By the time you read this, the first of the new ships, MV
Glen Sannox, will have been launched and will be fitting out while work will be progressing on the growing hull of the second vessel. When I visited the yard, in July 2017, the ships were simply identified as Hull 801 and Hull 802. At just over 7,000grt, Glen Sannox is probably the largest passenger vessel to have been launched into the river since the Fred Olsen Line’s 10,400grt MV Blenheim made its way down the slipway of Upper Clyde Shipbuilders in 1970.

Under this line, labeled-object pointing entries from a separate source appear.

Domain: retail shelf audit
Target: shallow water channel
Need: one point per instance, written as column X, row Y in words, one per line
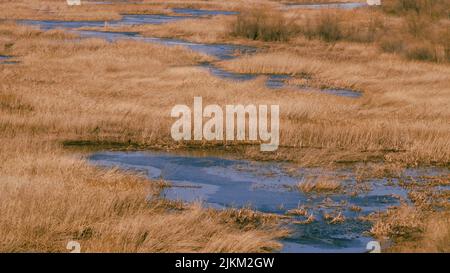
column 220, row 51
column 270, row 187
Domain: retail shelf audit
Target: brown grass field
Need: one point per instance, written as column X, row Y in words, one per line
column 69, row 91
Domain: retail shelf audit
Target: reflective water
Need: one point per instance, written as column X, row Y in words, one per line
column 268, row 187
column 220, row 51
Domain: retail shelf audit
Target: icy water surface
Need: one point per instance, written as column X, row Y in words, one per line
column 267, row 187
column 4, row 60
column 326, row 6
column 220, row 51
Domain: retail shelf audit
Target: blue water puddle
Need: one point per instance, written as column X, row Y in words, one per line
column 200, row 12
column 326, row 6
column 127, row 20
column 220, row 51
column 225, row 183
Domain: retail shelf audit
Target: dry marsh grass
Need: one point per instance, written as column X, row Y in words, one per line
column 49, row 197
column 91, row 91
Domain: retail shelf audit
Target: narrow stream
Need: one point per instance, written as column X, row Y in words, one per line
column 220, row 51
column 271, row 187
column 347, row 5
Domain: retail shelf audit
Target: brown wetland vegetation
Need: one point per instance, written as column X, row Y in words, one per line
column 68, row 90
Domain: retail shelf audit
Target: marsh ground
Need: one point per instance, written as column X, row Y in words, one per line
column 66, row 90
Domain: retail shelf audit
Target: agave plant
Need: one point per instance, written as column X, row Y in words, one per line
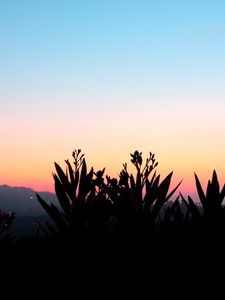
column 84, row 205
column 90, row 203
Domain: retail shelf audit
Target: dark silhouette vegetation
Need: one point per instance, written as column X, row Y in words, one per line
column 137, row 220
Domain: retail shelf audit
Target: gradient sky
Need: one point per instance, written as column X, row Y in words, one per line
column 110, row 77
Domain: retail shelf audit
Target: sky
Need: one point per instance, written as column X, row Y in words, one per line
column 111, row 77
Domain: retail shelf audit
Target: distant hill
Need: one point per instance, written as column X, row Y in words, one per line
column 23, row 201
column 28, row 212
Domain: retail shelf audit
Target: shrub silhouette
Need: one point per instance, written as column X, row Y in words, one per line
column 96, row 207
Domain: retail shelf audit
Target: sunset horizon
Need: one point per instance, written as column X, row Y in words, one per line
column 111, row 78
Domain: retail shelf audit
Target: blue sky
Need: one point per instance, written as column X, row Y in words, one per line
column 76, row 66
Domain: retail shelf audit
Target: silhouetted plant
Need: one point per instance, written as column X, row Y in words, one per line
column 6, row 220
column 92, row 205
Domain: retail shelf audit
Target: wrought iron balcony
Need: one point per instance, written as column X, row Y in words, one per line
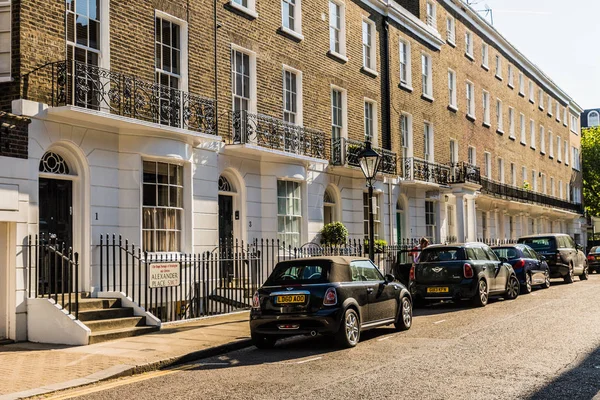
column 272, row 133
column 491, row 187
column 416, row 169
column 346, row 152
column 88, row 86
column 463, row 172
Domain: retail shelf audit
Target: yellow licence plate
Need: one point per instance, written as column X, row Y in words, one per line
column 291, row 299
column 437, row 290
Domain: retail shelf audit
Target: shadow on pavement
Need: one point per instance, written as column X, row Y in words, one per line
column 581, row 382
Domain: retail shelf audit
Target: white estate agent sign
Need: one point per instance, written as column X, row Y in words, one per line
column 164, row 274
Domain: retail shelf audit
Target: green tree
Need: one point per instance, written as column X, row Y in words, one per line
column 590, row 154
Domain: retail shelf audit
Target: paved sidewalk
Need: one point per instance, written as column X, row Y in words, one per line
column 29, row 369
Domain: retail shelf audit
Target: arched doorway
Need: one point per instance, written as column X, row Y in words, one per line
column 56, row 199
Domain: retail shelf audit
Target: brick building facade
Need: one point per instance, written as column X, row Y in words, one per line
column 262, row 111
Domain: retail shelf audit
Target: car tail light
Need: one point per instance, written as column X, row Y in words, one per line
column 468, row 270
column 330, row 298
column 256, row 300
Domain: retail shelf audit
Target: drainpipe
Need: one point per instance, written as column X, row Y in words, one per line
column 385, row 85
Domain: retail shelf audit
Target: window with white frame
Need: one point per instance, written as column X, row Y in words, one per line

To see a ship being built has been an un-ticked box on my ‘Things To Do Before I Die’ list ever since reading H. V. Morton’s account of the building and launching of the 8,139grt SS
Yoma, which was launched at the yard of William Denny & Brothers in September 1928. Until now that was just a dream that I felt would be unlikely to be realised. Thanks to the team at the re-opened and renamed Ferguson Marine, I have been privileged not only to see a ship being built but, in effect, to witness the rebirth of commercial shipbuilding on the river.

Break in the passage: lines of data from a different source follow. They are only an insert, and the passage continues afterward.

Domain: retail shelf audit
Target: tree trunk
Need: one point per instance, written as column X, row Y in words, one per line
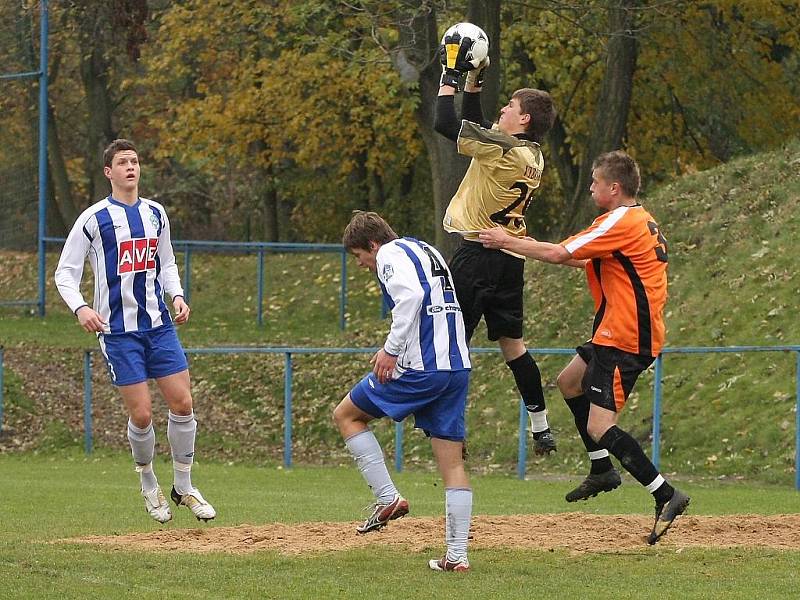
column 62, row 188
column 269, row 208
column 611, row 111
column 100, row 131
column 486, row 15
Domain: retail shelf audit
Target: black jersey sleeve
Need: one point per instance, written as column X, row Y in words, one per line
column 471, row 109
column 445, row 120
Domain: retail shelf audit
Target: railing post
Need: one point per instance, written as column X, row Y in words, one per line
column 398, row 447
column 260, row 286
column 797, row 423
column 287, row 410
column 43, row 106
column 2, row 387
column 657, row 412
column 87, row 401
column 187, row 274
column 522, row 448
column 343, row 291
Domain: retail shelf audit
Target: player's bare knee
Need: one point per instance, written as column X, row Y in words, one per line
column 141, row 416
column 181, row 406
column 339, row 414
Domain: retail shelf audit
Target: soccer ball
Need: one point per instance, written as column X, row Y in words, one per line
column 479, row 47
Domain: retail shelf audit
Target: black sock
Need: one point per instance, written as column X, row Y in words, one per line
column 630, row 455
column 529, row 381
column 579, row 405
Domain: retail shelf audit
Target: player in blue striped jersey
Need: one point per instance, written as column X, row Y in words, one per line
column 422, row 369
column 128, row 243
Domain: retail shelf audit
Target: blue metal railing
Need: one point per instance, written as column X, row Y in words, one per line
column 42, row 76
column 522, row 448
column 188, row 247
column 523, row 418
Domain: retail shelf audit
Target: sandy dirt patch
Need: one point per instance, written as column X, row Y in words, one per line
column 574, row 532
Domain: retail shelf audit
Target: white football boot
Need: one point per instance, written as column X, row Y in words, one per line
column 195, row 502
column 156, row 505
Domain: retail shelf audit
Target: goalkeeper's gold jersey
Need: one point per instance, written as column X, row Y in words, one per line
column 499, row 182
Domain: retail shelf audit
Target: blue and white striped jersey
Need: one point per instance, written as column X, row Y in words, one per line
column 427, row 332
column 131, row 255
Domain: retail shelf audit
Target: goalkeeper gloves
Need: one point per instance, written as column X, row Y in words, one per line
column 453, row 56
column 450, row 75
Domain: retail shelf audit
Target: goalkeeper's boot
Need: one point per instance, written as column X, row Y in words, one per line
column 544, row 442
column 666, row 513
column 382, row 513
column 594, row 484
column 156, row 505
column 444, row 564
column 195, row 502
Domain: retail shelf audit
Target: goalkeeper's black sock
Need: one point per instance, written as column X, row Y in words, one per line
column 579, row 405
column 630, row 454
column 529, row 382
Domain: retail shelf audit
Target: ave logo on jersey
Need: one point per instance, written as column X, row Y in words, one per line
column 137, row 255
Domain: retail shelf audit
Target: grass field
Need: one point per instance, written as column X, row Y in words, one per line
column 48, row 498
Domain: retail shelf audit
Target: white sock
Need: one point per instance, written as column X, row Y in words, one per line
column 181, row 432
column 369, row 457
column 147, row 477
column 538, row 421
column 143, row 449
column 458, row 513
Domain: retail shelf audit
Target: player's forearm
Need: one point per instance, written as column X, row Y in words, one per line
column 68, row 286
column 445, row 120
column 543, row 251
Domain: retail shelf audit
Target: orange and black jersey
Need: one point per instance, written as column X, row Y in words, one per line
column 627, row 276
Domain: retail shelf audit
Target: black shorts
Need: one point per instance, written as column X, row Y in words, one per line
column 610, row 374
column 489, row 284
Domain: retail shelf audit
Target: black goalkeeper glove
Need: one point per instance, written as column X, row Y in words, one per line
column 453, row 56
column 450, row 75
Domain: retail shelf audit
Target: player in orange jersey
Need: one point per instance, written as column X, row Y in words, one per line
column 625, row 258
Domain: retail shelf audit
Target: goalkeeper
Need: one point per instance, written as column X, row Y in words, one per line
column 497, row 188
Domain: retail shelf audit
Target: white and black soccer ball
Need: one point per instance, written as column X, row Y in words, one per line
column 480, row 41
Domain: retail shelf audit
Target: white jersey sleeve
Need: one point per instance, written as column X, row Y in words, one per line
column 169, row 270
column 69, row 271
column 398, row 276
column 427, row 332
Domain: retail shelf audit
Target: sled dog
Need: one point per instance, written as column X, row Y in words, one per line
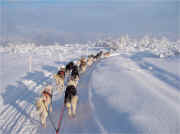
column 59, row 77
column 75, row 73
column 44, row 103
column 106, row 55
column 69, row 67
column 70, row 100
column 83, row 65
column 90, row 60
column 98, row 55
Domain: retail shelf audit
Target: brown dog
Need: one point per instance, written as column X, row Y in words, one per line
column 107, row 54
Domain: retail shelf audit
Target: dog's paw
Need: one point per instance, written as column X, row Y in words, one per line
column 44, row 125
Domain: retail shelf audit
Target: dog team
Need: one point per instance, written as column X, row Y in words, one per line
column 72, row 70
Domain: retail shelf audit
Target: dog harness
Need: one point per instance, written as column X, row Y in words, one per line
column 46, row 94
column 62, row 73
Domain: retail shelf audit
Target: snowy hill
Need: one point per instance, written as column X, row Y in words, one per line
column 137, row 90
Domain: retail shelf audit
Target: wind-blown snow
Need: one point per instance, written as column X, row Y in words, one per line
column 134, row 91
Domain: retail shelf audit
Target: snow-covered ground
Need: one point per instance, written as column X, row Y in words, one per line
column 136, row 90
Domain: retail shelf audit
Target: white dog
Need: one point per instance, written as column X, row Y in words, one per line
column 44, row 103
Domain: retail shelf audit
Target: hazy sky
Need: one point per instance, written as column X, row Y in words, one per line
column 72, row 21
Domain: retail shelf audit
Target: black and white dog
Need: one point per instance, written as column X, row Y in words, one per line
column 70, row 100
column 69, row 67
column 75, row 73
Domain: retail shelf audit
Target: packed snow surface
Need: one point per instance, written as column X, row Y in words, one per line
column 136, row 90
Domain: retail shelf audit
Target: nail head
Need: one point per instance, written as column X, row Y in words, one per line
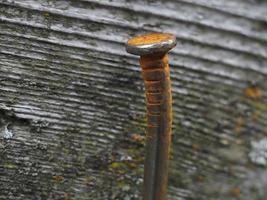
column 151, row 43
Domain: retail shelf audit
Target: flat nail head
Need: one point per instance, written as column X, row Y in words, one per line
column 151, row 43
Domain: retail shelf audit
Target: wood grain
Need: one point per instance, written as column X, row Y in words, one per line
column 74, row 99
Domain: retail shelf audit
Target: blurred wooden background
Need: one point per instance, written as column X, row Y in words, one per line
column 72, row 111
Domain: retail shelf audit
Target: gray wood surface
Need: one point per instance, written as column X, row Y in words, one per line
column 72, row 111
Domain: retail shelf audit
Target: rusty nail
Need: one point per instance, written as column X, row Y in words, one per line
column 152, row 49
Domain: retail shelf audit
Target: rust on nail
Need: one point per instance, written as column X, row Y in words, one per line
column 152, row 49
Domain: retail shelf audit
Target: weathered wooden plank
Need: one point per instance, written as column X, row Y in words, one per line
column 72, row 98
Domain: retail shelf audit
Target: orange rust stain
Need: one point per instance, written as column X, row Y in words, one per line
column 58, row 178
column 200, row 178
column 150, row 38
column 253, row 92
column 66, row 196
column 235, row 191
column 138, row 138
column 46, row 14
column 239, row 124
column 195, row 147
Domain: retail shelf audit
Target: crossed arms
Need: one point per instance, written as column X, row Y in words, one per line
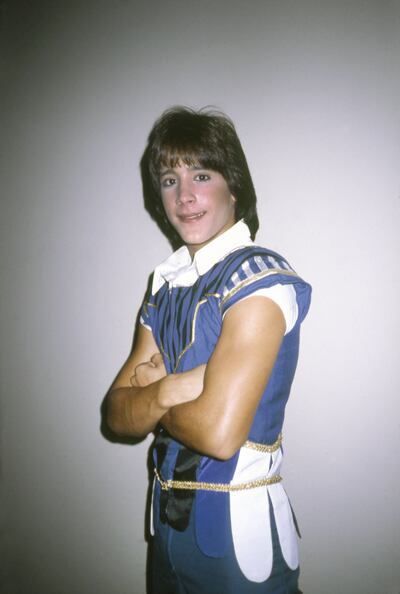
column 211, row 407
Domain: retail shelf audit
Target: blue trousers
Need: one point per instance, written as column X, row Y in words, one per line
column 179, row 567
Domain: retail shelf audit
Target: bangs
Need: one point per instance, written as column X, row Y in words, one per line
column 190, row 154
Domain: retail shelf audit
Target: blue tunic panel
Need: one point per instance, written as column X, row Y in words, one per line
column 186, row 323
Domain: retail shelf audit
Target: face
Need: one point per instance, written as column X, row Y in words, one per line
column 198, row 203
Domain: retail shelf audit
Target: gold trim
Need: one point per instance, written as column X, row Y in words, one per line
column 146, row 304
column 254, row 278
column 261, row 447
column 219, row 487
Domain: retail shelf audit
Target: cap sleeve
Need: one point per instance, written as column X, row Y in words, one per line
column 263, row 271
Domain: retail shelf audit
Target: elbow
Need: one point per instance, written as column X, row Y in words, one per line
column 112, row 414
column 115, row 414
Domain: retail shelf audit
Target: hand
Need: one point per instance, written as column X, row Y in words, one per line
column 149, row 372
column 179, row 388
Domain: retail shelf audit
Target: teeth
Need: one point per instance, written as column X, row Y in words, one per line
column 191, row 217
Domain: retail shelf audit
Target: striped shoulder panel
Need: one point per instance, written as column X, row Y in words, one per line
column 249, row 264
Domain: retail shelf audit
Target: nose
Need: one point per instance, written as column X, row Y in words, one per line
column 185, row 192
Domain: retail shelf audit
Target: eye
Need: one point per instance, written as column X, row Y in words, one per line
column 167, row 182
column 202, row 177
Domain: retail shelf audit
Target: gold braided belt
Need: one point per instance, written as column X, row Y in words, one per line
column 227, row 487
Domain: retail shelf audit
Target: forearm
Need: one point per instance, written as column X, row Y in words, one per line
column 135, row 411
column 205, row 427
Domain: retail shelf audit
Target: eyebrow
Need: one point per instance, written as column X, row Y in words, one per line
column 190, row 167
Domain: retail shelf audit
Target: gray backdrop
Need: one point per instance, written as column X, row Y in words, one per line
column 314, row 90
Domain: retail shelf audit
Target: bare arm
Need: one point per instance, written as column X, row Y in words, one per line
column 217, row 423
column 143, row 392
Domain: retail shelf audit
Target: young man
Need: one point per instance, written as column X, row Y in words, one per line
column 211, row 369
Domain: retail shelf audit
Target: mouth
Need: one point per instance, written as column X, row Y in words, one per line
column 191, row 217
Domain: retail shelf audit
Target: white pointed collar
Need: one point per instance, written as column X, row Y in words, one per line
column 179, row 270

Building a ship seemed to me like doing a jigsaw puzzle on an immense scale. All around the yard, precision cut and numbered odd shapes in steel can be seen waiting for the moment when they will be welded in to place on the vessel. On the July day when I visited, large prefabricated parts of the aluminium superstructure were being craned into position on the steel hull of the future MV
Glen Sannox. From my vantage point with my camera on top of a tall cherry-picker, the skills involved were only too clear to see. Both of these new ferries are ground-breaking in their design. They will be ‘duel fuel’, largely powered by liquefied natural gas (which is much less polluting to the atmosphere than conventional marine fuel), and are the first such vessels to be built in the UK. The re-opened yard is already showing that it can operate at the leading edge of marine technology. ‘Greener and cleaner’ was one of the design requirements for the project — a target that has involved the resolution of considerable engineering challenges and the installation of high pressure gas tanks in the bowels of the ships. The fuel tanks in each vessel weigh 88 tonnes and just installing them was a precision challenge on its own.

Hull 801, the MV
Glen Sannox, was just a few weeks away from launch, yet there still seemed so much to do. The launch date was scheduled to take place after this issue went to the printers, but perhaps I’ll get back up to Port Glasgow to see the second ship launched in February or March.

The very next day, I was taking pictures in the former John Brown yard at Clydebank, where nothing remains of a company that once employed tens of thousands of people. Well, nothing except the giant cantilevered ‘Titan’ crane built by Sir William Arrol.

Glen Sannox is due to enter service on Caledonian MacBrayne’s services to Arran in the autumn of 2018, while her sister – to be named MV Claymore in due course – will work the Uig Triangle between Uig on Skye, Tarbert on Harris and Lochmaddy in North Uist from 2019. Let’s hope that orders for CalMac’s next ground-breaking ships also go to Scottish yards.